We thought Carole’s amazing career, from her first “discovery” at fifteen amid a blazing whirlwind of publicity, through her days as a Mack Sennett bathing beauty, until now when she is one of the most brilliant dramatic actresses of the screen. Her smashed romance with William Powell. Her friendship with Russ Columbo, tragically broken by death.
At any point in her career she might have stopped — jelled into the personality of a hey-hey dancing girl. Remained always a mere beautiful clothes-horse. We mentioned several former stars who had done just that. She asked me not to print their names.

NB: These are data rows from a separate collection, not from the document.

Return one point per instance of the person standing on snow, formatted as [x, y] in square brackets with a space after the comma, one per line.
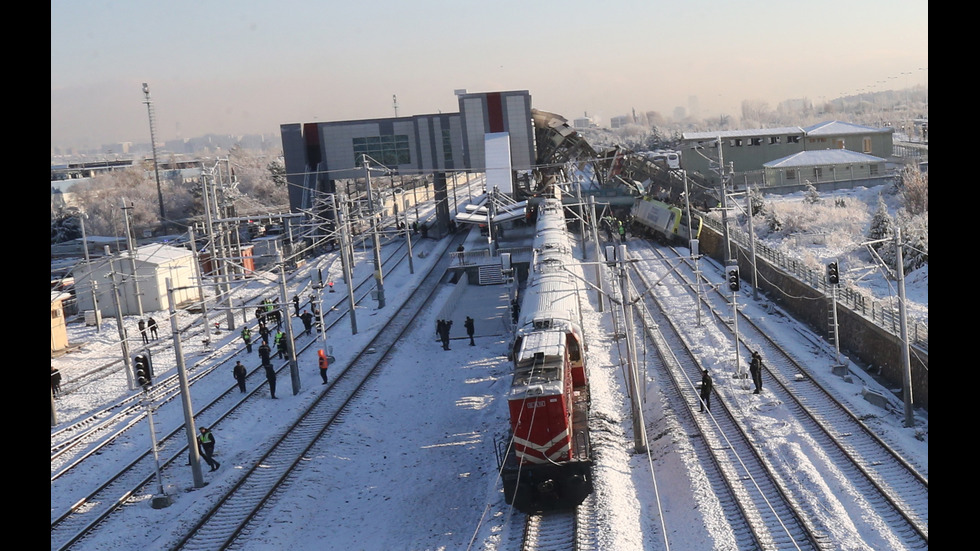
[307, 321]
[265, 353]
[205, 443]
[324, 364]
[270, 375]
[240, 373]
[755, 368]
[706, 385]
[55, 381]
[470, 329]
[247, 337]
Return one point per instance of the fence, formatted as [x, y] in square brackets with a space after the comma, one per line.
[881, 314]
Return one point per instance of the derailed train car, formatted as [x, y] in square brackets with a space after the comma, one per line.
[546, 462]
[665, 222]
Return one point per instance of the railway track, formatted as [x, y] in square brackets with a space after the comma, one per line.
[892, 486]
[229, 518]
[90, 507]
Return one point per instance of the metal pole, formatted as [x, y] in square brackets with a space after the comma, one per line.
[200, 287]
[598, 254]
[724, 204]
[455, 202]
[639, 441]
[293, 366]
[738, 364]
[906, 360]
[95, 298]
[342, 224]
[693, 245]
[378, 275]
[153, 146]
[581, 217]
[415, 198]
[123, 340]
[225, 247]
[132, 258]
[153, 445]
[408, 241]
[755, 271]
[833, 303]
[185, 393]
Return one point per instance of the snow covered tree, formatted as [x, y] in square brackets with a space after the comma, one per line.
[915, 190]
[757, 203]
[881, 224]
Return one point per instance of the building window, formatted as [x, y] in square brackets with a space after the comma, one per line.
[447, 146]
[390, 151]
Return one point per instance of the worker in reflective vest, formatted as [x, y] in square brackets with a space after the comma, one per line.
[324, 363]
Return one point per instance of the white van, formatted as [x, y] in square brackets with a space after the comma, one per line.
[669, 159]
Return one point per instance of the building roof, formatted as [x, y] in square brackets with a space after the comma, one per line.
[159, 253]
[823, 157]
[742, 133]
[838, 128]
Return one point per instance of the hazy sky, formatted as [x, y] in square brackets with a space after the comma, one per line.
[223, 66]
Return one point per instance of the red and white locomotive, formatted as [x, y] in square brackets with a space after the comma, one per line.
[547, 464]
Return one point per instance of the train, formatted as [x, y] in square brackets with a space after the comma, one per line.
[546, 460]
[663, 221]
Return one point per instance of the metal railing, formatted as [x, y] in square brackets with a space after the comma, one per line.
[878, 311]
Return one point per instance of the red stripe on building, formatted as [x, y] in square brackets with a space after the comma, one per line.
[495, 112]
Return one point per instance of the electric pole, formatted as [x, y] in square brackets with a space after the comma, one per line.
[906, 360]
[123, 339]
[153, 146]
[132, 257]
[378, 275]
[95, 298]
[185, 393]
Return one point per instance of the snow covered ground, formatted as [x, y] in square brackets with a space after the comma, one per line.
[412, 467]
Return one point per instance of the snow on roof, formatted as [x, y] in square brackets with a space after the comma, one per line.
[822, 157]
[837, 128]
[159, 253]
[742, 133]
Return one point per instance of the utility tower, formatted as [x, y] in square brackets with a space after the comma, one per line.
[153, 145]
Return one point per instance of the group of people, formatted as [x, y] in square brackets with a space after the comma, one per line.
[443, 326]
[755, 370]
[150, 324]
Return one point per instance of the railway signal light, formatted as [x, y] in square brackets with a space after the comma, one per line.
[733, 281]
[143, 370]
[833, 276]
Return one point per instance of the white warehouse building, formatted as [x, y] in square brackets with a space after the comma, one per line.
[155, 263]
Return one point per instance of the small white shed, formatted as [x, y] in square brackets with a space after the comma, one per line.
[154, 263]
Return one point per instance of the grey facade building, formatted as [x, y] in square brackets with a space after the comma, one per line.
[317, 155]
[748, 151]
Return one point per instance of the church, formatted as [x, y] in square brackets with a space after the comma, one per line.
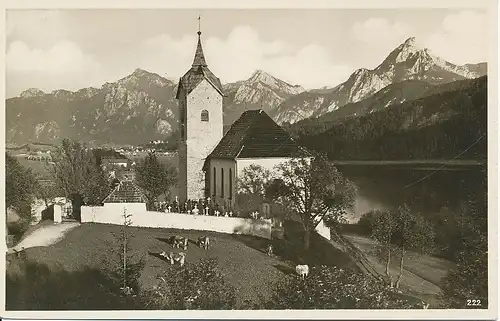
[209, 160]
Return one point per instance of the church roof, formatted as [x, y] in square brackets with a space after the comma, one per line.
[126, 192]
[197, 73]
[255, 135]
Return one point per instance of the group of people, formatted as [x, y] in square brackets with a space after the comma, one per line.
[196, 207]
[200, 207]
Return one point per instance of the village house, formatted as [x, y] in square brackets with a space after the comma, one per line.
[209, 161]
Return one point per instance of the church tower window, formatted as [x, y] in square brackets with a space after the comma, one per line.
[230, 183]
[222, 182]
[215, 181]
[204, 115]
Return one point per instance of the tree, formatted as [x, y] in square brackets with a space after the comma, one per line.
[412, 232]
[77, 173]
[129, 269]
[254, 180]
[155, 178]
[252, 184]
[315, 190]
[329, 287]
[469, 281]
[20, 187]
[382, 231]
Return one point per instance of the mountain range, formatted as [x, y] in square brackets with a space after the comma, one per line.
[142, 107]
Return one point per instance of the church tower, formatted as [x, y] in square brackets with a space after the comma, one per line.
[200, 108]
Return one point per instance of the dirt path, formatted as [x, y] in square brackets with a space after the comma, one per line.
[421, 275]
[44, 236]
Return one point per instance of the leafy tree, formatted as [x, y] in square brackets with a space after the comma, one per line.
[469, 281]
[367, 221]
[254, 180]
[128, 268]
[315, 190]
[329, 287]
[198, 286]
[46, 191]
[20, 188]
[77, 173]
[382, 231]
[412, 232]
[154, 177]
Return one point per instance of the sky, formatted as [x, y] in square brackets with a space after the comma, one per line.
[78, 48]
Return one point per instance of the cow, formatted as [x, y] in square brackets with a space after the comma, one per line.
[204, 242]
[302, 270]
[178, 241]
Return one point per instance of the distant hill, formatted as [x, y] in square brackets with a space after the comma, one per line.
[449, 121]
[407, 62]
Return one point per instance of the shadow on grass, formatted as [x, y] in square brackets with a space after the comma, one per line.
[284, 269]
[290, 248]
[35, 286]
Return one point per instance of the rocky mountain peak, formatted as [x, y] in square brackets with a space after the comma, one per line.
[31, 92]
[140, 75]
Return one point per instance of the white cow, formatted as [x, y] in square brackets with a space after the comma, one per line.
[302, 270]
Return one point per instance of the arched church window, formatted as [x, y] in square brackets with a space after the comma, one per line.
[204, 115]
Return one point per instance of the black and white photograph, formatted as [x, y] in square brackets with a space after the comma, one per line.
[274, 158]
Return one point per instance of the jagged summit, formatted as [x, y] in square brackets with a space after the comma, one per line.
[32, 92]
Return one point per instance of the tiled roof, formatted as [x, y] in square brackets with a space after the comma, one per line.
[197, 73]
[255, 135]
[126, 192]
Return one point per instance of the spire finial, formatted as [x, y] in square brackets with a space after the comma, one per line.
[199, 25]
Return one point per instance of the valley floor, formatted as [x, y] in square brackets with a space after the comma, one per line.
[422, 274]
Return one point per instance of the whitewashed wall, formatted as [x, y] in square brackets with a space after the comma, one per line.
[141, 218]
[323, 230]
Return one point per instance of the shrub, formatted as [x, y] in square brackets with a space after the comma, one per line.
[367, 221]
[334, 288]
[197, 286]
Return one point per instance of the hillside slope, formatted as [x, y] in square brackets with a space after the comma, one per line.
[450, 122]
[241, 258]
[406, 62]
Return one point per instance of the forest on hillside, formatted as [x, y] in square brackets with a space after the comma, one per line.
[446, 125]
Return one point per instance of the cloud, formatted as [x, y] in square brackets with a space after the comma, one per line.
[63, 65]
[462, 37]
[380, 31]
[240, 54]
[380, 36]
[37, 26]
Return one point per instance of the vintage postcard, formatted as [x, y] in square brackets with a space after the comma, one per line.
[250, 160]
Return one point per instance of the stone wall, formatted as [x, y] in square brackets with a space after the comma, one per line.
[140, 217]
[201, 137]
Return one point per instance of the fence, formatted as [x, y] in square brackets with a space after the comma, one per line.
[112, 213]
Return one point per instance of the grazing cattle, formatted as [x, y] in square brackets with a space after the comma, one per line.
[174, 257]
[178, 241]
[204, 242]
[269, 250]
[20, 253]
[302, 270]
[177, 257]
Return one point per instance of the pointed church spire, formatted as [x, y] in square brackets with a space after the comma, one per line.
[199, 57]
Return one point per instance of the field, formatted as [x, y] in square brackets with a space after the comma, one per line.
[422, 274]
[241, 258]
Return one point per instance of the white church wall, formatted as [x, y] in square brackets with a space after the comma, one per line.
[229, 167]
[142, 218]
[201, 136]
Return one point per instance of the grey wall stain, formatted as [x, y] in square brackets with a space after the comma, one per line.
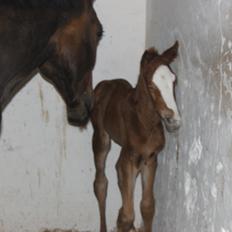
[193, 184]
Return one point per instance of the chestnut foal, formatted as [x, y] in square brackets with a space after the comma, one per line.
[131, 117]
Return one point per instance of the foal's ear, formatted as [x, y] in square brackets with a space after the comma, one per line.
[170, 54]
[148, 56]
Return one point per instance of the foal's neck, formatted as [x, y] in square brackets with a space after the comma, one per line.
[144, 105]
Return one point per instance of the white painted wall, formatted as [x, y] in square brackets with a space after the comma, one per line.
[46, 166]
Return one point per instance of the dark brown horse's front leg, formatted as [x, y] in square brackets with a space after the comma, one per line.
[127, 172]
[147, 205]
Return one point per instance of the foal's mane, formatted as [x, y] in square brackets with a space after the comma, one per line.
[62, 4]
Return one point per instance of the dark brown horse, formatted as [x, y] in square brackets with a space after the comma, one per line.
[132, 118]
[57, 38]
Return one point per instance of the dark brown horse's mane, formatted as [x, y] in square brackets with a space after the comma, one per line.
[61, 4]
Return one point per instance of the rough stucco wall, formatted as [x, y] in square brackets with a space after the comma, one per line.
[46, 166]
[193, 183]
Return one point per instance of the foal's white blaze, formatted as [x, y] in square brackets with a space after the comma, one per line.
[164, 79]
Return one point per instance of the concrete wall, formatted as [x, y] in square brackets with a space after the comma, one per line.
[194, 179]
[46, 166]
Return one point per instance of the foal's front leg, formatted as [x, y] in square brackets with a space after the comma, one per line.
[127, 173]
[101, 146]
[147, 205]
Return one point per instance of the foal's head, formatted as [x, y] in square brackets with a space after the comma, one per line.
[161, 81]
[70, 65]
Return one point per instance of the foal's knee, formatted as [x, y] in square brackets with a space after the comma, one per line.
[100, 185]
[147, 207]
[125, 220]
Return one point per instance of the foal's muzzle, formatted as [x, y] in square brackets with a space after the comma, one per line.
[172, 125]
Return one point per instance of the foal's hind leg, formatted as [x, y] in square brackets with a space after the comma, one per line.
[147, 205]
[101, 147]
[127, 173]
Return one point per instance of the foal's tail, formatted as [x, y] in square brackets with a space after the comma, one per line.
[0, 120]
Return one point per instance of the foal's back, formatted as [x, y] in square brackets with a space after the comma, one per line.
[111, 104]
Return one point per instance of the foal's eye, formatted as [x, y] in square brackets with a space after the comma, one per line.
[100, 33]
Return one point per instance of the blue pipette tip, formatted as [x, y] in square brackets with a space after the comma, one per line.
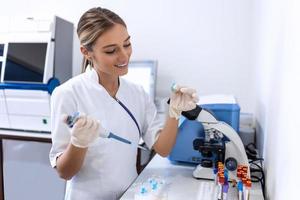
[174, 87]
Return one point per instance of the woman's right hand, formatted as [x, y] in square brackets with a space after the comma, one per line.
[85, 131]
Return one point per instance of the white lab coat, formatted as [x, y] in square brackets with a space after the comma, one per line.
[109, 166]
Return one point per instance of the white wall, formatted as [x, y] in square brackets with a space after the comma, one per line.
[278, 97]
[205, 44]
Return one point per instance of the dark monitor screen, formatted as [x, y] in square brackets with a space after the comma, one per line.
[25, 62]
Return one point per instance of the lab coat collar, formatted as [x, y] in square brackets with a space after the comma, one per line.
[93, 76]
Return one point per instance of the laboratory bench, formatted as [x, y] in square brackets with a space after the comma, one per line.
[25, 166]
[180, 183]
[25, 171]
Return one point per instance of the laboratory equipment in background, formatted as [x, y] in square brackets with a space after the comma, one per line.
[224, 107]
[35, 57]
[215, 142]
[143, 73]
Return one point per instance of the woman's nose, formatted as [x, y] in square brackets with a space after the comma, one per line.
[123, 56]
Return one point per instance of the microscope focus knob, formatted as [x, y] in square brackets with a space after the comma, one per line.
[231, 164]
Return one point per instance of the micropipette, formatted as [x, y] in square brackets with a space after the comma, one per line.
[71, 120]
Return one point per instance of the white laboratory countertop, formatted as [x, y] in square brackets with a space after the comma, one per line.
[181, 184]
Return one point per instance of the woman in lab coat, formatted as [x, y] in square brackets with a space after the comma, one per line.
[100, 168]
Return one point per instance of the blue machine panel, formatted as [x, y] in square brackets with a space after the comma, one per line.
[1, 49]
[188, 131]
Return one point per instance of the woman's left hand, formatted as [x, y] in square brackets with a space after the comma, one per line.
[182, 99]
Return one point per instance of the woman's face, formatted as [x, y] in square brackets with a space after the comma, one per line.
[111, 51]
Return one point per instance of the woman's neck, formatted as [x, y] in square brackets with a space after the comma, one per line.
[110, 83]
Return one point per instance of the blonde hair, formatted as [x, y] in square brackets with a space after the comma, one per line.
[92, 24]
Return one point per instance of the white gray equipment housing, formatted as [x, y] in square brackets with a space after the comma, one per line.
[35, 57]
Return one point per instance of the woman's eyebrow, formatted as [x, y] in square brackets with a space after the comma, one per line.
[112, 45]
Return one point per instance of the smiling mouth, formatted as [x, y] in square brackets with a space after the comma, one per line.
[121, 65]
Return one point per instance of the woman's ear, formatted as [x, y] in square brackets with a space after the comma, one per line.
[85, 53]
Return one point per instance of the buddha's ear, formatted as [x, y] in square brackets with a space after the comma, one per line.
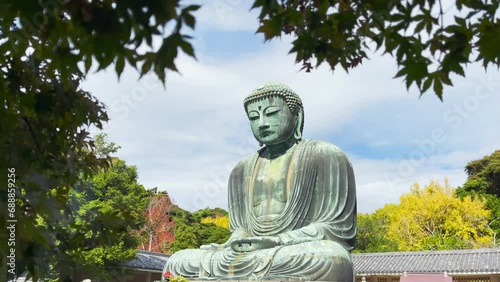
[298, 132]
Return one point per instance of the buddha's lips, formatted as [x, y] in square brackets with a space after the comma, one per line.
[266, 132]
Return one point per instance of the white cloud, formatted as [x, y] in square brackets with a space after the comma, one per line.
[186, 138]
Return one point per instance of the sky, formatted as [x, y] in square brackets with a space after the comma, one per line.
[186, 137]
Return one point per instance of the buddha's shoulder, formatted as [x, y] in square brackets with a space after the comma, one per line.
[248, 160]
[323, 148]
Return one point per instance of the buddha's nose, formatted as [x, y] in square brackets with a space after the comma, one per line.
[263, 126]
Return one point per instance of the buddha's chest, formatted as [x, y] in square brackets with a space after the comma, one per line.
[269, 189]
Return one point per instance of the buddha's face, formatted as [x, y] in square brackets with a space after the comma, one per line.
[271, 120]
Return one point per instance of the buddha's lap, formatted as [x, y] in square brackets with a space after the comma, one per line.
[322, 250]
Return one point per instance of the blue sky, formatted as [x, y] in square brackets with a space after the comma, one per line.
[186, 138]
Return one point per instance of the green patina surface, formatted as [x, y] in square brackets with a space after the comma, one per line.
[292, 204]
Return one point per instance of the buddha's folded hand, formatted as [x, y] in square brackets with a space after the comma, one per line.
[250, 244]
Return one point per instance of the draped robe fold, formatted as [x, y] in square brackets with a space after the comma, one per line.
[317, 225]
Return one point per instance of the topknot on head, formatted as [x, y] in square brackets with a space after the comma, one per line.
[291, 98]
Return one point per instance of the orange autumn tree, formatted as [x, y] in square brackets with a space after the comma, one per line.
[158, 231]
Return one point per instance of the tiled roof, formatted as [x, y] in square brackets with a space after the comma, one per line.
[453, 262]
[147, 260]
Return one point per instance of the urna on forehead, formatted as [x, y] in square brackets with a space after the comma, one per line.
[281, 90]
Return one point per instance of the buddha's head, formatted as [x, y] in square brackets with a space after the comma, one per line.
[276, 114]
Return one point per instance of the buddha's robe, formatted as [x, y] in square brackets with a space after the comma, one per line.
[317, 224]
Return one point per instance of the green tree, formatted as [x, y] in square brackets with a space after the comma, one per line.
[372, 231]
[190, 232]
[431, 218]
[96, 236]
[47, 48]
[483, 181]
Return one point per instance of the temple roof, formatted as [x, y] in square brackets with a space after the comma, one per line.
[479, 261]
[147, 261]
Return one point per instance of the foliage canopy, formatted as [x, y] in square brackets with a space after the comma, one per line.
[483, 182]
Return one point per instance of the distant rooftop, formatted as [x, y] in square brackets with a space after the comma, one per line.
[479, 261]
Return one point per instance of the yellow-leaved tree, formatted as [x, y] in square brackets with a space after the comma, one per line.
[431, 218]
[222, 221]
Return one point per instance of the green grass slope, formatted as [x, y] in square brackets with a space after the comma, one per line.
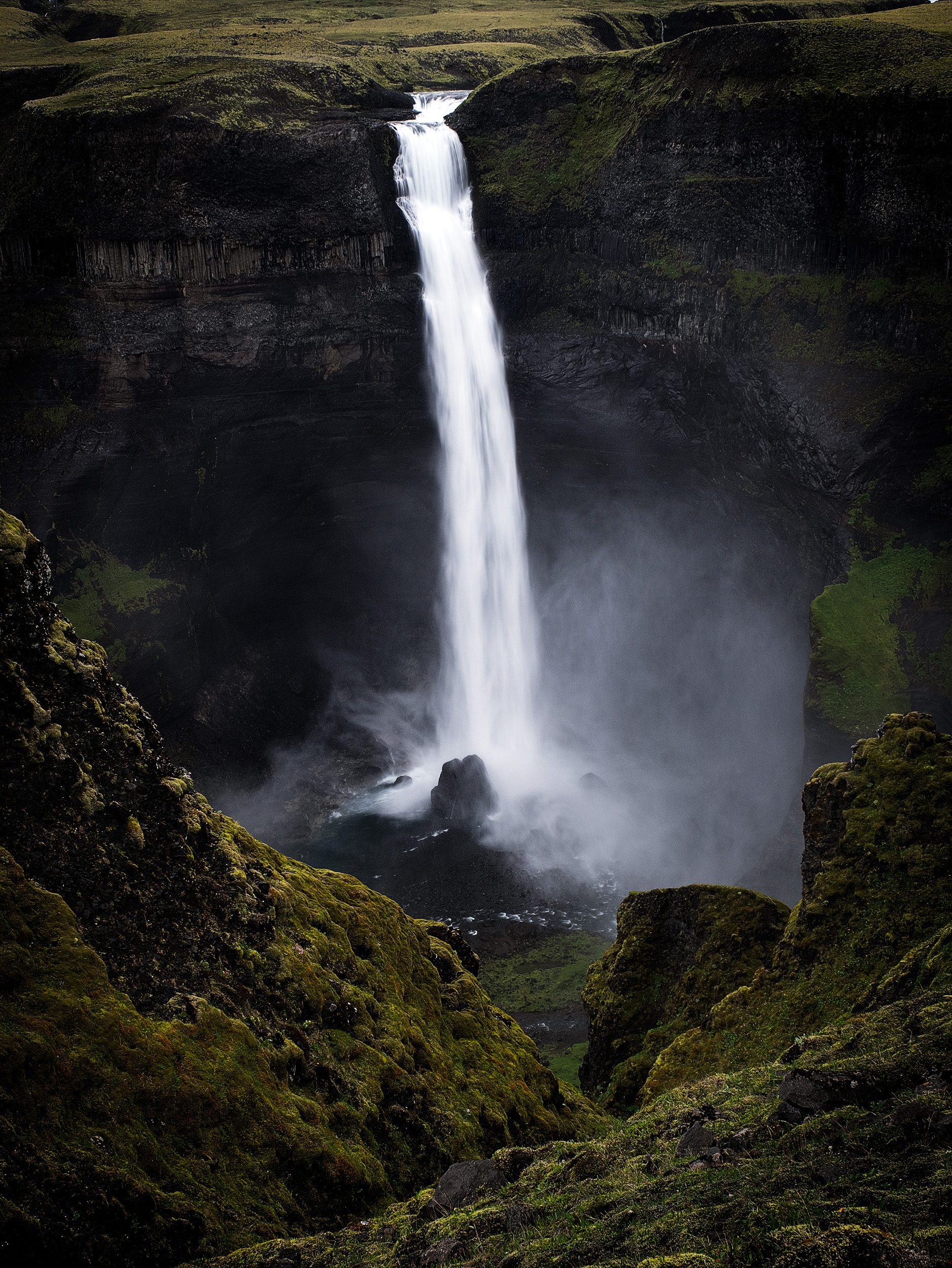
[877, 889]
[850, 1186]
[253, 64]
[211, 1043]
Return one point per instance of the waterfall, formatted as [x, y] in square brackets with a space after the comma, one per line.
[488, 651]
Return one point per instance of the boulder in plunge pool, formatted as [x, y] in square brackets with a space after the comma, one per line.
[465, 793]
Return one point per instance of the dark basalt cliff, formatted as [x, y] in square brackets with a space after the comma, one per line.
[720, 264]
[677, 953]
[203, 1041]
[741, 241]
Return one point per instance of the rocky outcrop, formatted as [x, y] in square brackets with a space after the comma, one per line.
[465, 793]
[234, 1039]
[756, 212]
[214, 410]
[677, 953]
[874, 921]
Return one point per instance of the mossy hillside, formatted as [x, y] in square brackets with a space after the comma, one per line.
[844, 1187]
[876, 888]
[156, 1138]
[396, 1059]
[677, 953]
[862, 660]
[246, 66]
[543, 983]
[588, 108]
[545, 977]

Instead Carole has gone on — developed into a woman of poise and charm who can be very gay or thoughtfully serious, who can appreciate the broadest joke or the most subtle flash of wit, who is attracted by men of brilliant intellect — men like Robert Riskin, the playwright, who often takes her out.
“The dangerous early twenties were a time of preparation,” she told me. “I’m glad I have crammed all sorts of experiences into them. I’m still learning — still trying to grow and develop. I’m just beginning to live!”